Seanad debates

Thursday, 17 November 2022

Review of Allegations of Sexual Abuse at St. John Ambulance: Motion

 

10:30 am

Photo of Mary Seery KearneyMary Seery Kearney (Fine Gael) | Oireachtas source

What has been expressed by Senators thus far has been comprehensive and thorough. There is no question that we need transparency. The Leader's first call when she initiated this motion was for transparency in the publication of the report. I commend her on that.

I can imagine that the Minister envisaged having the portfolio for the Department of Children, Equality, Disability, Integration and Youth to be something other than his experience has been, which is a catalogue of absolute trauma. I commend him on how he handled that and dealt with the people who lived through trauma in the conduct of his office thus far over the two and a half years. He has again come to this Chamber to listen to Senators call for a public inquiry and transparency in order that those who have been traumatised can receive justice.

I am aware that the mere mention of another organisation and more child sexual abuse has a triggering effect for people and leaves a sickening feeling in the pits of their stomachs because when they have spoken out, they have not been believed. There is something at the heart of Irish society. This is not unique to institutions. Over the past 25 years, details of the most horrific cases of sexual, physical and violent abuse perpetrated in various institutions have come out. We now have St. John Ambulance. The so-called colleges of the elite have been included in the past few days. We have a fundamental problem in Irish society of not facilitating young people to speak about abuse. Their parents either cannot hear it or do not want to. Children take the responsibility of not traumatising their parents by saying this is happening to them. Perhaps we need to teach people the skills to hear this information when it comes from someone they love and treasure. How do we facilitate people being able to share that?

I absolutely support the motion. We need public inquiries in respect of St. John Ambulance and other matters. There is an idea that organisations can get people to sign up to non-disclosure agreements, which Senator Ruane has come out so strongly against. I completely support her in that regard. Organisations hide behind non-disclosure agreements and secrecy in order to protect their reputations. There is no reputation where there is secrecy. There is parallel job of work to be done. As a society, have we actually confronted the fact that there are people among us who have been sexually and physically abused and whose very souls have been torn apart by those in positions of power and trust? What they believe to be good about the world has been eroded. Their trust was torn apart at a very young age. How are we dealing with that as a society? In my view, we gaslight it. It is happening in families. The people who stand up and talk are the ones who are ostracised and talked and gossiped about. They are the people to be shoved off and locked into a corner. I have experience of this in my role as a counsellor - walking people and families through it. I have heard the experiences of people in my own life and walked with them through those experiences. I commend Mr. Finnegan. I can well understand the terrifying experience it is to be that lone voice that is not listened to.

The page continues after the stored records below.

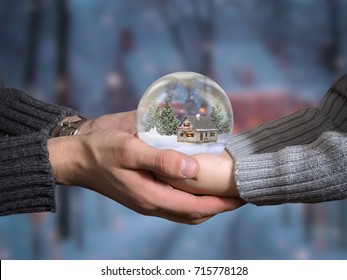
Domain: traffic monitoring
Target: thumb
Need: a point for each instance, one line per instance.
(168, 163)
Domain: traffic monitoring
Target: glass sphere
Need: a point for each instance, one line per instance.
(187, 112)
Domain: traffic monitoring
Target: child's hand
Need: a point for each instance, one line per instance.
(215, 177)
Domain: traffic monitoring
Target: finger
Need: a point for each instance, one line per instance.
(168, 163)
(191, 207)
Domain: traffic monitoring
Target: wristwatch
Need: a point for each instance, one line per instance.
(68, 126)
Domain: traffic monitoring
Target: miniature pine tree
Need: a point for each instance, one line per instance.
(220, 119)
(153, 116)
(167, 122)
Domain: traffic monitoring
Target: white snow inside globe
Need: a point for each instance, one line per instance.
(187, 112)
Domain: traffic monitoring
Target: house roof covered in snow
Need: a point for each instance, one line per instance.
(201, 123)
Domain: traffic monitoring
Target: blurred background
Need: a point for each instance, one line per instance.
(272, 57)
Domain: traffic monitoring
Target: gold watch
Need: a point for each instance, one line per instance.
(68, 126)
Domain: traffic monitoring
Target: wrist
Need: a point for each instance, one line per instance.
(67, 158)
(232, 190)
(70, 125)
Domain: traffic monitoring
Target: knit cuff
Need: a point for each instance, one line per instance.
(26, 180)
(302, 127)
(308, 173)
(22, 114)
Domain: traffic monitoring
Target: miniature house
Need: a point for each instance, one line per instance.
(197, 129)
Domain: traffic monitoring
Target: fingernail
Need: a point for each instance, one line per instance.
(188, 167)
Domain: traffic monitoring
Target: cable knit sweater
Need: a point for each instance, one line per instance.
(299, 158)
(26, 180)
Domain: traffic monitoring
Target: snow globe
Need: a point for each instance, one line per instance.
(187, 112)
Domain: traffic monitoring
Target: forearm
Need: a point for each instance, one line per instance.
(68, 159)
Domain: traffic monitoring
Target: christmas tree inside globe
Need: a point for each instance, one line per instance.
(187, 112)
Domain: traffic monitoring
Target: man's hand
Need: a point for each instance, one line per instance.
(215, 177)
(121, 167)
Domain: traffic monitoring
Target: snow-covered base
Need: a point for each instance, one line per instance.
(170, 142)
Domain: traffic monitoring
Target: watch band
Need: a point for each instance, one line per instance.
(68, 126)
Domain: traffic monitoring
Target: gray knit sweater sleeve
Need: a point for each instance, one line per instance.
(26, 181)
(298, 158)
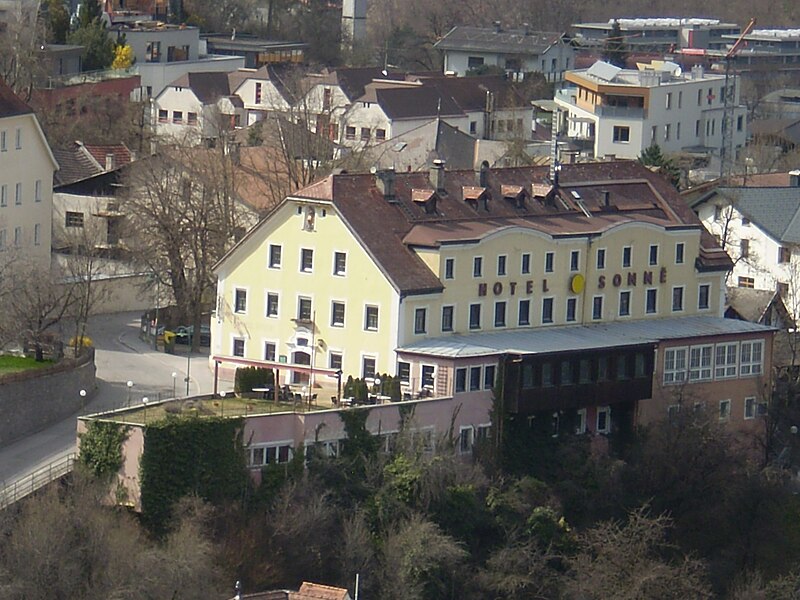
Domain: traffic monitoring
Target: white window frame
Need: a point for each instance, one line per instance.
(333, 313)
(580, 426)
(466, 433)
(270, 264)
(606, 410)
(477, 261)
(302, 254)
(336, 271)
(701, 363)
(267, 314)
(728, 368)
(675, 365)
(751, 367)
(700, 288)
(600, 263)
(236, 292)
(724, 413)
(452, 263)
(750, 408)
(602, 301)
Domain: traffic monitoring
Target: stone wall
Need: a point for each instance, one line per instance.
(33, 400)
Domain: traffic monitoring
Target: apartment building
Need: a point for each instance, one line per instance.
(608, 111)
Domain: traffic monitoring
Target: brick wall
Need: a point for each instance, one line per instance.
(31, 401)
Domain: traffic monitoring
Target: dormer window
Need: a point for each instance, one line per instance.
(426, 198)
(475, 194)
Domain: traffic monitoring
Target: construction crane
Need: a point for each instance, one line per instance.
(726, 151)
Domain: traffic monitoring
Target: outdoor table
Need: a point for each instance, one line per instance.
(264, 391)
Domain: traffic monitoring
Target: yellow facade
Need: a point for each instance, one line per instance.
(313, 340)
(511, 285)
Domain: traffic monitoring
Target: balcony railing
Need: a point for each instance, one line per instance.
(16, 491)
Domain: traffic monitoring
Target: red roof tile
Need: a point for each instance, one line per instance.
(387, 227)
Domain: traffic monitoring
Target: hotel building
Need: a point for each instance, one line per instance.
(592, 302)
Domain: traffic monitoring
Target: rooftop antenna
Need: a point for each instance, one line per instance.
(555, 164)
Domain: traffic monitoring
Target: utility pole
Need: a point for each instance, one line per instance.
(726, 151)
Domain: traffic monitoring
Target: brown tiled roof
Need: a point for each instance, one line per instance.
(316, 591)
(389, 227)
(79, 161)
(74, 166)
(414, 102)
(10, 104)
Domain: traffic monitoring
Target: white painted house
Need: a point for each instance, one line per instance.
(619, 112)
(760, 229)
(485, 107)
(262, 91)
(26, 180)
(197, 107)
(515, 51)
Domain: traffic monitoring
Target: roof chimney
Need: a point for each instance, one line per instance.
(437, 175)
(384, 181)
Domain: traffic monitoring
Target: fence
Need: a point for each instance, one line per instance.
(21, 488)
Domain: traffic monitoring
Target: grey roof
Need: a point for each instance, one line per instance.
(776, 210)
(750, 303)
(489, 39)
(548, 340)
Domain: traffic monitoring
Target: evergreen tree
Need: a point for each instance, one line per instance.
(98, 47)
(57, 21)
(615, 50)
(653, 157)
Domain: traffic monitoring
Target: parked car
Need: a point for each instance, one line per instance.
(184, 333)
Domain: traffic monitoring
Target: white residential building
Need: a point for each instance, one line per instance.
(26, 180)
(262, 91)
(759, 227)
(614, 112)
(516, 51)
(197, 107)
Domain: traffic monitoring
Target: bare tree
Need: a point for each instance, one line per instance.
(183, 215)
(21, 44)
(625, 561)
(36, 301)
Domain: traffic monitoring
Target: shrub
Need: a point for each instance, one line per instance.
(83, 341)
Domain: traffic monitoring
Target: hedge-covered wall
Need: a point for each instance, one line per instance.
(190, 456)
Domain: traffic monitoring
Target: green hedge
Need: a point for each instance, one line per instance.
(101, 448)
(183, 456)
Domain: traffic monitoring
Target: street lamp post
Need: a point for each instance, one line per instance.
(188, 367)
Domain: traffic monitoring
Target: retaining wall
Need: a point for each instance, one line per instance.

There is a way to confront this, which I have spoken about with Leader. We must have a discourse in Irish society whereby we confront our past. Somehow, we manage to put sexual abuse out of sight. We manage to "other" it to organisations. We also "other" it to individual perpetrators when, in fact, we need to somehow be able to facilitate victims being able to share what they are saying and walk beside them, holding their hands, as they name perpetrators. It should only take one. I am horrified by what I have heard today. It should only take one person for it to be believed and to trigger an investigation. We also need to strengthen the law on complicity in the context of people who knew or know about someone's actions and do not act. Mandatory reporting is clearly not enough, and it is confined to those who are in particular roles. There needs to be something else in place for when a person hears about something and does not act. That is shameful.

These people are now in their 50s, 60s or whatever. Once people have that experience, they will be triggered and traumatised for the rest of their lives. The what-could-have-beens of trust and hope are eroded and broken. We can build supports around people to recover. We can build skills around them to believe and have hope and relationships thereafter. We can do that; it only takes a word to trigger it again. A bigger conversation needs to happen. I commend the Leader on this motion. I am glad for the cross-party support. We need this published, absolutely, but we also need a public inquiry.